Modifying the Java Parameters on Linux

On the Access Gateway Appliance, you need to modify just the free memory threshold for best performance. On the Access Gateway Service, you need to modify the free memory threshold and the amount of memory that Java can use.

Log in to the Access Gateway as the root user.
Open the Tomcat configuration file for editing.
```
/opt/novell/nam/mag/conf/tomcat7.conf
```

For an Access Gateway Service, find the following line in the file:

JAVA_OPTS="-server -Xmx1024m -Xms512m -Xss128k -XX:+UseConcMarkSweepGC"

Replace the -Xmx value (default is 1024) with 2048.

This allows Java on the Access Gateway Service to use 2 GB of memory. For the Access Gateway Appliance, the default value works best so do not change the value.

Find the following line in the file:

JAVA_OPTS="${JAVA_OPTS} -Dnids.freemem.threshold=10"

If required you can change the -Dnids.freemem.threshold value to a value between 5 and 15. The default value is 10.

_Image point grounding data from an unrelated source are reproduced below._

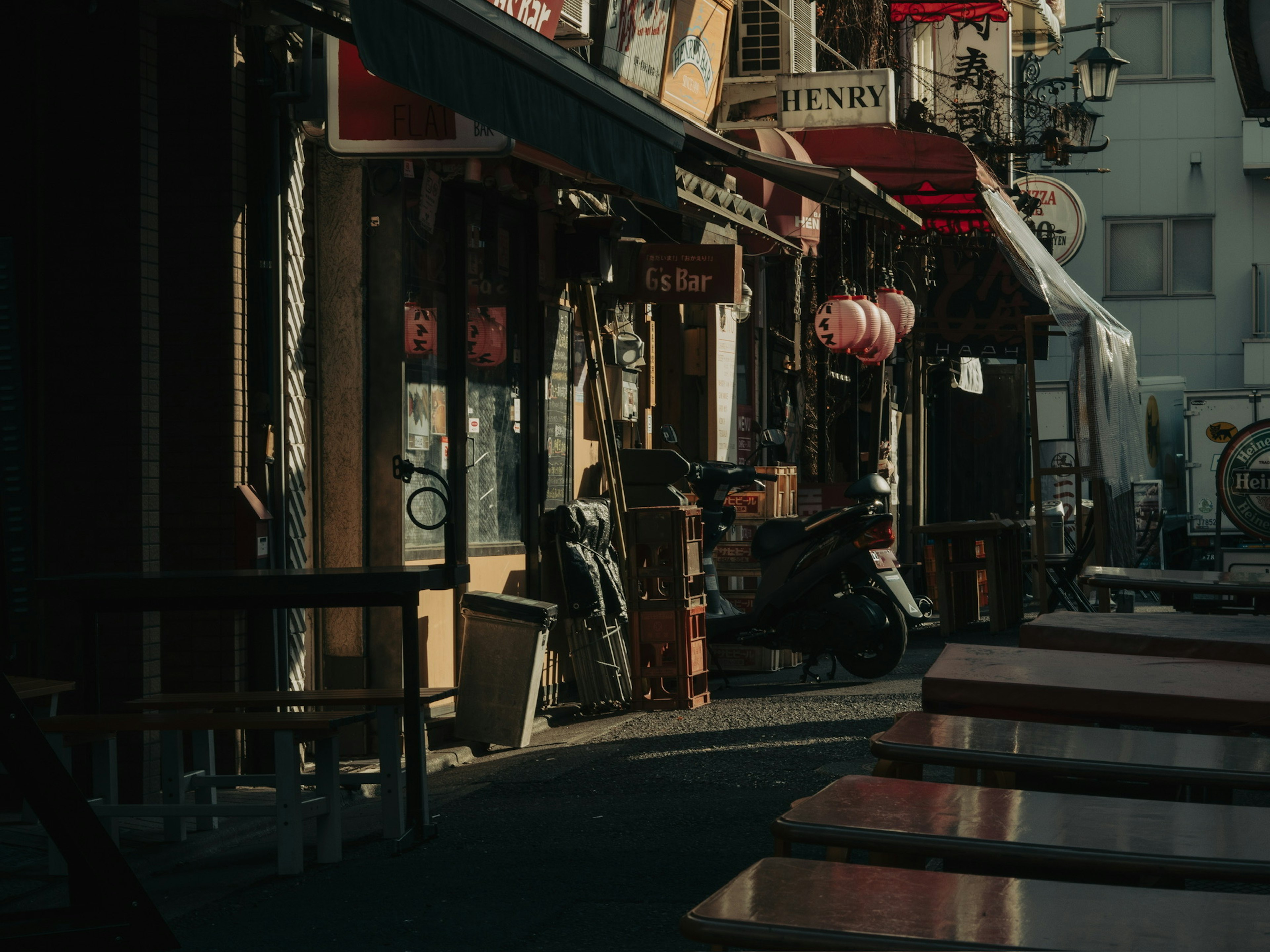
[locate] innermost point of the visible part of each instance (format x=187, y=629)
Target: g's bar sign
x=689, y=275
x=810, y=101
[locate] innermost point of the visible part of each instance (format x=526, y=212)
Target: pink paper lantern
x=841, y=324
x=900, y=309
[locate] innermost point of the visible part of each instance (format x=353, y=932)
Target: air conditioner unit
x=771, y=42
x=574, y=20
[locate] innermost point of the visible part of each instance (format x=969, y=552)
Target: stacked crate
x=667, y=609
x=735, y=562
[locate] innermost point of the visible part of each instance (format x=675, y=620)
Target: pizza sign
x=1244, y=480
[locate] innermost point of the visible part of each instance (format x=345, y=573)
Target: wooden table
x=957, y=568
x=397, y=587
x=1024, y=683
x=975, y=744
x=1217, y=638
x=804, y=904
x=385, y=701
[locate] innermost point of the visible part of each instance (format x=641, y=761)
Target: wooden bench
x=804, y=904
x=1025, y=683
x=1217, y=638
x=385, y=701
x=973, y=744
x=290, y=808
x=1028, y=829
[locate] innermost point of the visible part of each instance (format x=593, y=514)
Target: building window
x=1160, y=257
x=1164, y=41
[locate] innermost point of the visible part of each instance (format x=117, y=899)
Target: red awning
x=937, y=12
x=897, y=160
x=789, y=214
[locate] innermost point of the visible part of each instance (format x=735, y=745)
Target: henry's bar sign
x=688, y=275
x=810, y=101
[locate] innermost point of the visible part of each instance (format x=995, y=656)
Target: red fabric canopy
x=896, y=160
x=935, y=12
x=789, y=214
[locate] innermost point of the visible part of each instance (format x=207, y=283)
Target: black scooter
x=830, y=582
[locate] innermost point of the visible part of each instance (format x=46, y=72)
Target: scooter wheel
x=874, y=654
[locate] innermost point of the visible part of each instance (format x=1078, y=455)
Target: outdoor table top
x=804, y=904
x=952, y=740
x=369, y=697
x=1220, y=638
x=1090, y=686
x=303, y=722
x=254, y=588
x=37, y=687
x=1178, y=580
x=1078, y=832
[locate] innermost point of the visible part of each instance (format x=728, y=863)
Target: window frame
x=1166, y=59
x=1167, y=253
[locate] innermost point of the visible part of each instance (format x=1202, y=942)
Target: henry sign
x=701, y=275
x=835, y=99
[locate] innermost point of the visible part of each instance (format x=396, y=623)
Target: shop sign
x=366, y=116
x=836, y=99
x=701, y=275
x=694, y=60
x=541, y=16
x=1060, y=220
x=978, y=309
x=635, y=42
x=1244, y=480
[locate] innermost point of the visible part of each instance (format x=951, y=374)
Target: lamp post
x=1099, y=66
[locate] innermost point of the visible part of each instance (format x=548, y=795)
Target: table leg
x=392, y=803
x=205, y=761
x=291, y=828
x=172, y=763
x=327, y=767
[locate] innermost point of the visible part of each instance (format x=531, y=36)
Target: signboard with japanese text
x=978, y=308
x=705, y=275
x=367, y=117
x=695, y=56
x=635, y=42
x=835, y=99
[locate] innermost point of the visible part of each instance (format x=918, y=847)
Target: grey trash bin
x=505, y=643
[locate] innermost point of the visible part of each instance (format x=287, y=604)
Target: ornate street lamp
x=1099, y=68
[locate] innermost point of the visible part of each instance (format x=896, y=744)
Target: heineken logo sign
x=1244, y=480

This prevents user sessions from using up all the memory and ensures that there is free memory available so that the other internal Java processes can continue to function. When this threshold is reached, the user receives a 503 server busy message and a threshold error message is logged to the catalina.out file.
Save your changes, then restart Tomcat.
Copy the modified file to each Access Gateway in the cluster, then restart Tomcat on each machine.

Modifying the Java Parameters on Windows

Open the Tomcat configuration utility.

/Program Files/Novell/Tomcat/bin/tomcat7w.exe

Click the Java tab.
In the Java options section, find the following line:
```
-Dnids.freemem.threshold=10 
```
If the line does not exist, you need to add it.
If required change the -Dnids.freemem.threshold value to a value between 5 and 15. The default value is 10.

This prevents user sessions from using up all the memory and ensures that there is free memory available so that the other internal Java processes can continue to function. When this threshold is reached, the user receives a 503 server busy message and a threshold error message is logged to the stdout.log file.
Change the Maximum memory pool size to 2048.

This allows Java to use 2 GB of memory.
Save your changes, then restart Tomcat.
Repeat these steps for each Access Gateway in your cluster.